Flu cases and deaths in the U.S. and worldwide dropped to unprecedented lows during last year’s flu season, which runs from October to April in the Northern Hemisphere. This is clearly a great benefit from these measures.
It is not quite clear which of these interventions made the most difference, as more people also received flu vaccine than ever before, and schools and most public venues were also closed for a good portion of this time. Now that schools are open and more people are traveling and going out, we will have to see what happens for this coming season.
There are more than 100 different strains of viruses that cause the common cold. It is not so much the virus itself that causes you to feel sick, but your body’s strong immune response that can make you feel more uncomfortable.
When patients complain that they have been sick all winter and caught everything going around, I actually know that their immune system is working perfectly well. These patients were just unlucky enough to be exposed to several viruses that they have not encountered before, and they are less likely to be as sick the following cold season, as their immune systems will have been made stronger and recognize and fight off these strains.

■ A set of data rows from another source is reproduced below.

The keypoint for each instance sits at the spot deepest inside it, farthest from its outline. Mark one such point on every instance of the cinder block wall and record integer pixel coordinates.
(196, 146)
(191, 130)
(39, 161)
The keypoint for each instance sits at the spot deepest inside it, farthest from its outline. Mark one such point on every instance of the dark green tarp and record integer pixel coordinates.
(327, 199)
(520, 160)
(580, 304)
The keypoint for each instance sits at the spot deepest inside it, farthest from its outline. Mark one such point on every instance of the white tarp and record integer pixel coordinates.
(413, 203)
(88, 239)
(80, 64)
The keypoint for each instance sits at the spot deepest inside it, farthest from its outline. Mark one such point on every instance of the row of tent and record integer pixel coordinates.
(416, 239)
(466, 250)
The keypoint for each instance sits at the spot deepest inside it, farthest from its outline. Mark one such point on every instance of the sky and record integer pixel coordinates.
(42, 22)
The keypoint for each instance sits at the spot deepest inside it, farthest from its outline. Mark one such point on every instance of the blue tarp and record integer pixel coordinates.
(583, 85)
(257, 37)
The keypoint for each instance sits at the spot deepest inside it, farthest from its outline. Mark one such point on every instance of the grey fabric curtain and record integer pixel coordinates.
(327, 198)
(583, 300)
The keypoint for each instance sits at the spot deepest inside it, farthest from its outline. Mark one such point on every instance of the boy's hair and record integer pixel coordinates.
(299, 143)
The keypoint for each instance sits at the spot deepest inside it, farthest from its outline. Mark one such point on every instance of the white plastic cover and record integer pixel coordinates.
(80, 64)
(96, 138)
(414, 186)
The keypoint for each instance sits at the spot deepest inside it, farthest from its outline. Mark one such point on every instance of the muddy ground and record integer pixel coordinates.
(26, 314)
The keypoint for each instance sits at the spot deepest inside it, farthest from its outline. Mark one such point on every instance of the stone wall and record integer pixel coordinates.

Likewise, individuals with diverse social networks who are exposed to lots of other people are significantly less likely to get a cold in an experimental setting than introverted loners. This is presumed to be because people who are more socially outgoing have been exposed to more infections and built up greater immunity. So if you think about it, germaphobes like Howard Hughes (who rarely left his house) are actually more vulnerable to germs than those who go out to frequent parties.
In essence, that could be the one downside to missing out on these illnesses the past 12 months. If you have been sniffling and sneezing your way through winter, be comforted by the fact that these bugs are strengthening your immune system.
Nonetheless, it is still important to keep these COVID-19 protective measures, like mask wearing, hand washing and especially vaccines, going. Other things to help boost your immune system include getting adequate sleep, exercising, eating well, drinking enough water and not smoking.
Now go enjoy the cold-free times and don’t worry so much. Too much stress can be bad for the immune system!